Bravo! A beautiful piece of writing, Erin. I found my volume of Dickens’ Christmas stories a few days ago. I say with Fred and the parade of fellow passengers to the grave and beyond, God bless it!
I’m a Dickens fan but I’ve never read A Christmas Carol. I suppose, like you suggested, I thought I knew the story from watching so many adaptations. But there’s now a copy on my Kindle. I also got a trilogy of Capote stories, including A Christmas Memory, thanks to Lynn’s recommendation. Merry Christmas!

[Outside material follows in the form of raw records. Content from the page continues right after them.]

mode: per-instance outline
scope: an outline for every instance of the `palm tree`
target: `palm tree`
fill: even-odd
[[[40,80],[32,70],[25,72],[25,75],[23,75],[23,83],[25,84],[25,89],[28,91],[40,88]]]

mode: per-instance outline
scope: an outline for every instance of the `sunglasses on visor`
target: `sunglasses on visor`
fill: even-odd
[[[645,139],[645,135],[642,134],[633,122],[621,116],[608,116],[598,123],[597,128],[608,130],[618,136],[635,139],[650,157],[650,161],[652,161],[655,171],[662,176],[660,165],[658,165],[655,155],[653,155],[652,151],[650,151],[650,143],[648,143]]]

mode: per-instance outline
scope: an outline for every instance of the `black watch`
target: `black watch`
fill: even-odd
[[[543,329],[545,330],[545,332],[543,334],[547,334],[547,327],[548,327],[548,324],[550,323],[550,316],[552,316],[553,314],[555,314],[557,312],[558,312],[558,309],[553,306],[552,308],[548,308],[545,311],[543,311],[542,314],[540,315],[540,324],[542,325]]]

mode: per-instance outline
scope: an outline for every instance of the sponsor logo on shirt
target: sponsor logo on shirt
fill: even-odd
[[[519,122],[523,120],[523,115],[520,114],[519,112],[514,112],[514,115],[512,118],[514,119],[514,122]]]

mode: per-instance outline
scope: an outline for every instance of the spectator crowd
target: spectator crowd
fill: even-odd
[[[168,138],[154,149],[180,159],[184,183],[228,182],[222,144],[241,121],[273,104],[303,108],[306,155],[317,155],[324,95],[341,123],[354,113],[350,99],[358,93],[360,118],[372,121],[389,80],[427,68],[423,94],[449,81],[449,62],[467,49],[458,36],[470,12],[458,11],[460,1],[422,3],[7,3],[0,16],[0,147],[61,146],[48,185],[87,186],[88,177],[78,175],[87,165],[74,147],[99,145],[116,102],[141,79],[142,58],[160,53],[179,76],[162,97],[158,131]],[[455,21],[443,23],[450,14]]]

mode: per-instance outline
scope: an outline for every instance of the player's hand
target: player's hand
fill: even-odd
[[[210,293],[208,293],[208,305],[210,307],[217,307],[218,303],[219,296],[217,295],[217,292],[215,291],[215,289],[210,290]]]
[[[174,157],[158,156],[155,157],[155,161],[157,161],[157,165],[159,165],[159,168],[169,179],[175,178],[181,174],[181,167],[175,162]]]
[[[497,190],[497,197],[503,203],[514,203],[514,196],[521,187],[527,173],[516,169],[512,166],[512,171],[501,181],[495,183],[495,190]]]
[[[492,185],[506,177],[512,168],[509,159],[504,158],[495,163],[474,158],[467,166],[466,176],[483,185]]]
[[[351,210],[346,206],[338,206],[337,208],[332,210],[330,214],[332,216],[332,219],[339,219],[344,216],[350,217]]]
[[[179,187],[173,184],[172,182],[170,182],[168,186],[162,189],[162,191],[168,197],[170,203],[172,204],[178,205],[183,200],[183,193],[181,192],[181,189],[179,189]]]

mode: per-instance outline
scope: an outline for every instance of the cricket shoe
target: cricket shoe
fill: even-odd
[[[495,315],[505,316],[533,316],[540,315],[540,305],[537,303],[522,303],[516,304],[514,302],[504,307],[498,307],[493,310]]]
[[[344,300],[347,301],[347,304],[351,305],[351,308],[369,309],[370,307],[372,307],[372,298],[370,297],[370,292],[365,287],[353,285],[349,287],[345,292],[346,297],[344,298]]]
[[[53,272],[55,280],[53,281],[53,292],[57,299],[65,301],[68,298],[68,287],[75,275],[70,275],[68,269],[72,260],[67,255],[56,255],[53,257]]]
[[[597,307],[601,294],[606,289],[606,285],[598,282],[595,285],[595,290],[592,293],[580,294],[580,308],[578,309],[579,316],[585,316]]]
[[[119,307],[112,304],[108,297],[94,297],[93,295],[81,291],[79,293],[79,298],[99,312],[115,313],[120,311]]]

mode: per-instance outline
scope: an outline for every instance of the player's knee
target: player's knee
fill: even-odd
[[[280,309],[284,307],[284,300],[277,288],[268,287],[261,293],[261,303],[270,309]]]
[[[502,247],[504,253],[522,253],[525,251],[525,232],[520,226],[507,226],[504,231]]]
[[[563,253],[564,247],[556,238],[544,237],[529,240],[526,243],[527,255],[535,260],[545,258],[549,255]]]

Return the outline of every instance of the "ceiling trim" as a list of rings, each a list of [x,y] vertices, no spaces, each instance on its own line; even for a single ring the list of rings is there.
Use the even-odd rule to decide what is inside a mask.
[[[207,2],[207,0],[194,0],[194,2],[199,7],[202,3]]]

Here, here, Erin! Thank you for reminding us of some of the joys of Christmastime and for sharing your passion for one of the best stories ever written. It’s one of my favorites. I read an article about Dickens and his story just yesterday, and the author said it took Dickens only six weeks to write this masterpiece. Like you, I never tire of it, and try to read it every Christmas. I’m due to do that soon. I have a lovely copy from B & N that is decorated, and right now sits atop my mantle, beckoning me hearthside to read. I know it’s cliche, but my heart will surely be warmed as I read of Scrooge’s transformation, and it’s always a reminder to me of how Christ can so instantaneously change our hearts……but that we, too, need to continue to live the change. In a world where hearts seem especially cold right now, reading A Christmas Carol is a welcome respite and undeniable challenge to live meaningfully and charitably. I might also add that another Christmas story I read every year is Truman Capote’s A Christmas Memory. This, too, is a heart-tugger. Thanks for sharing and Merry Christmas! Please give Chip my Christmas wishes, too!